The above could be implemented with one stwbrx (STORE WORD Byte-Reverse) command.
stwbrx A,r0,T 

c) Macro for reading short with little-endian
#define ushortget(V,M)  do { V = (uint16) (((uint16) ((uchar) (M)[1]))+\
                                 ((uint16) ((uint16) (M)[0]) << 8)); } while(0)
The PowerPC have native commands to load/store little and big endian.
The above could be implemented with one lhbrw (LOAD HALVE WORD Byte-Reverse) command.
lhbrx V,r0,M
[6 Nov 2005 8:31] Valeriy Kravchuk
Verified also on 5.0.16-BK sources (ChangeSet@1.1957.1.18, 2005-11-03 20:29:21+02:00, jani@ua141d10.elisa.omakaista.fi).

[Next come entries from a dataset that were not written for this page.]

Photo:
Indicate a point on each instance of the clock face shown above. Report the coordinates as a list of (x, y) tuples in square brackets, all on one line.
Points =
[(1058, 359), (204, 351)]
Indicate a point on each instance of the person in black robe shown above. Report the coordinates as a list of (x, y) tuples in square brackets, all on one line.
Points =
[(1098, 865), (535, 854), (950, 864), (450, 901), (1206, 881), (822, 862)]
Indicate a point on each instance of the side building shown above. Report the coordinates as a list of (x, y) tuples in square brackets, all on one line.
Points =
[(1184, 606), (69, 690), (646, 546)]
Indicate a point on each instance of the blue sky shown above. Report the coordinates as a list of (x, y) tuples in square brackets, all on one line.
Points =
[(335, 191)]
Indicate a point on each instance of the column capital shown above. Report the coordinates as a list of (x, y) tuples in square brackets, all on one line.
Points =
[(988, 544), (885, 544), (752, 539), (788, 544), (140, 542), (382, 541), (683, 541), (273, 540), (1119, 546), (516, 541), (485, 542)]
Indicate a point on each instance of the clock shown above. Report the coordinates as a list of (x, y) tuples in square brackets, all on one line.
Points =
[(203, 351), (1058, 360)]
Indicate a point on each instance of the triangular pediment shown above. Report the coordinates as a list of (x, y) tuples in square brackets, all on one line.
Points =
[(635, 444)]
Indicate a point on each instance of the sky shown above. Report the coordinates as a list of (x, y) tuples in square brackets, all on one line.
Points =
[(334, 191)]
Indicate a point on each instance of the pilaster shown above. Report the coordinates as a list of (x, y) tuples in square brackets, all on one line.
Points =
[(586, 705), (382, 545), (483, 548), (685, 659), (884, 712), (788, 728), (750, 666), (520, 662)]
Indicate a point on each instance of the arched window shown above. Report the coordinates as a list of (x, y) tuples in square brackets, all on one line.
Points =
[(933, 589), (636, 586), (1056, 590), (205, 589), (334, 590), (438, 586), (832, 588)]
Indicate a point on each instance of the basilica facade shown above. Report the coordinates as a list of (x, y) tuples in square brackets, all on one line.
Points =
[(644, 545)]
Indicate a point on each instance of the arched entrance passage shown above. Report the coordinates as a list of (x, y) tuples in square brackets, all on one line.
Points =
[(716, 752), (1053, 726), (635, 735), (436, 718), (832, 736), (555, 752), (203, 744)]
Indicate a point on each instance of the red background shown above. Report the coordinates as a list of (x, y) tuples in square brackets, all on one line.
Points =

Line 1183 of includes/my_global.h (not in #ifdef block):

#define int4net(A)        (int32) (((uint32) ((uchar) (A)[3]))        |\
                                  (((uint32) ((uchar) (A)[2])) << 8)  |\
                                  (((uint32) ((uchar) (A)[1])) << 16) |\
                                  (((uint32) ((uchar) (A)[0])) << 24))
[12 Oct 2007 18:40] Konstantin Osipov
Thank you for a valid performance request.
[20 May 2009 7:20] Valeriy Kravchuk
In 5.1.34 my_global.h still has this same definition (not in #ifdef):

/*
  Macro for reading 32-bit integer from network byte order (big-endian)
  from unaligned memory location.
*/
#define int4net(A)        (int32) (((uint32) ((uchar) (A)[3]))        |\
				  (((uint32) ((uchar) (A)[2])) << 8)  |\
				  (((uint32) ((uchar) (A)[1])) << 16) |\
				  (((uint32) ((uchar) (A)[0])) << 24))
[20 May 2009 7:20] Valeriy Kravchuk
In 5.1.34 my_global.h still has this same definition (not in #ifdef):

/*
  Macro for reading 32-bit integer from network byte order (big-endian)
  from unaligned memory location.
*/
#define int4net(A)        (int32) (((uint32) ((uchar) (A)[3]))        |\
				  (((uint32) ((uchar) (A)[2])) << 8)  |\
				  (((uint32) ((uchar) (A)[1])) << 16) |\
				  (((uint32) ((uchar) (A)[0])) << 24))
[27 May 2014 3:10] Stewart Smith
Just a FYI: I haven't yet seen this show up on a profile.

So I'm not sure this is actually much of an issue.